How does the carry bit of the 10 second counter ever toggle if you reset it at 6? Shouldn't the combinational reset logic drive the next counter (and reset) and not the carry?
It seems to work fine, but whenever I reset the circuit all the seven-segment displays reset not to 0, but to 1.
How does the carry bit of the 10 second counter ever toggle if you reset it at 6? Shouldn't the combinational reset logic drive the next counter (and reset) and not the carry?
How does the carry bit of the 10 second counter ever toggle if you reset it at 6? Shouldn't the combinational reset logic drive the next counter (and reset) and not the carry?
Please explain exactly how you reset the circuit shown. Two of the three counters have their RESET pin grounded.
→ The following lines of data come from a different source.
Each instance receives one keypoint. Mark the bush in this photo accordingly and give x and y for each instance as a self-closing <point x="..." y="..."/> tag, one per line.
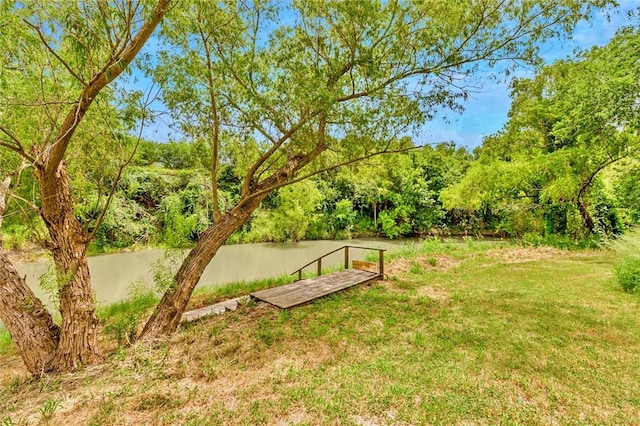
<point x="628" y="274"/>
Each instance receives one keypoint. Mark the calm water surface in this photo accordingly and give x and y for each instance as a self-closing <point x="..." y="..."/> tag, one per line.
<point x="112" y="275"/>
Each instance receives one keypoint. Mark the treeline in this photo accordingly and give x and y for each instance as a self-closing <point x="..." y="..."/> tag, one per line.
<point x="164" y="198"/>
<point x="564" y="169"/>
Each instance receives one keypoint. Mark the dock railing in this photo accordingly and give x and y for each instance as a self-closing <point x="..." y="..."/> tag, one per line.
<point x="346" y="260"/>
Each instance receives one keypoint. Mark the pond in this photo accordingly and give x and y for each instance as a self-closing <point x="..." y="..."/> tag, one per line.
<point x="113" y="275"/>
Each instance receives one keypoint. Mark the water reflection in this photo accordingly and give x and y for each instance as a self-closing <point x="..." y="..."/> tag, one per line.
<point x="112" y="275"/>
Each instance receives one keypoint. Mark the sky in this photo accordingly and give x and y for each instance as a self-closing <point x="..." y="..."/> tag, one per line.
<point x="486" y="110"/>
The third has its RESET driven by the output of the IC6a AND-gate. As shown, the circuit can't be reset.
I can guess what you did, and I can guess what happened as a result, but guessing is a remarkably bad way to debug things.
----------
The carry-out signal falls when the counter reaches 5. It rises when the counter is reset to 0.
Chip datasheet. See Fig. 3:
http://www.ti.com/lit/ds/symlink/cd4026b.pdf
Resetting it just involved turning the power off and on again -
I see nothing in the datasheet that guarantees the counter will come up from power-off in any particular state.
I'm unclear on whether you've actually built the circuit or not, and whether you're talking about actual circuit behavior, or the behavior of a circuit simulator.
All of this is running on the simulator. I know I should set up a proper reset system, but that's sort of low down on my list of things to do and at the moment I'm just reopening the file to cause the circuit to reset.
Not very sophisticated I know, but for the sake of convenience it's what I'm doing.
I see nothing in the datasheet that guarantees the counter will come up from power-off in any particular state.
This.
I'd connect pin 15 (reset) via a small capacitor to +v, and a large-ish resistor to ground. Something like 0.1uF and 100K.
Basically this will pull reset high, then as the capacitor charges, the pin will fall to low. The IC resets on the falling-edge of a signal on 15, so this would reset it, but there would be a delay after power up.
I suspect you're getting some sort of power supply noise/bounce that's triggering everything shortly after switch on. Using a small RC circuit to delay this reset slightly will stabilise the circuit as the power will have settled by that point.
Clearly the counters must be thinking they are interfacing with fortran/Cobol/MATLAB world where arrays start at 1. Translate the gates to C and they should start at "0".
http://en.wikipedia.org/wiki/Zero-based_numbering
Seriously, this is about the level where I would consider getting rid of the individual chips and introducing a small/cheap MCU like a PIC or something similar. In practice it would probably be smaller and cheaper and far easier to extend or adjust.<- The hardware engineer in me is crying on the inside.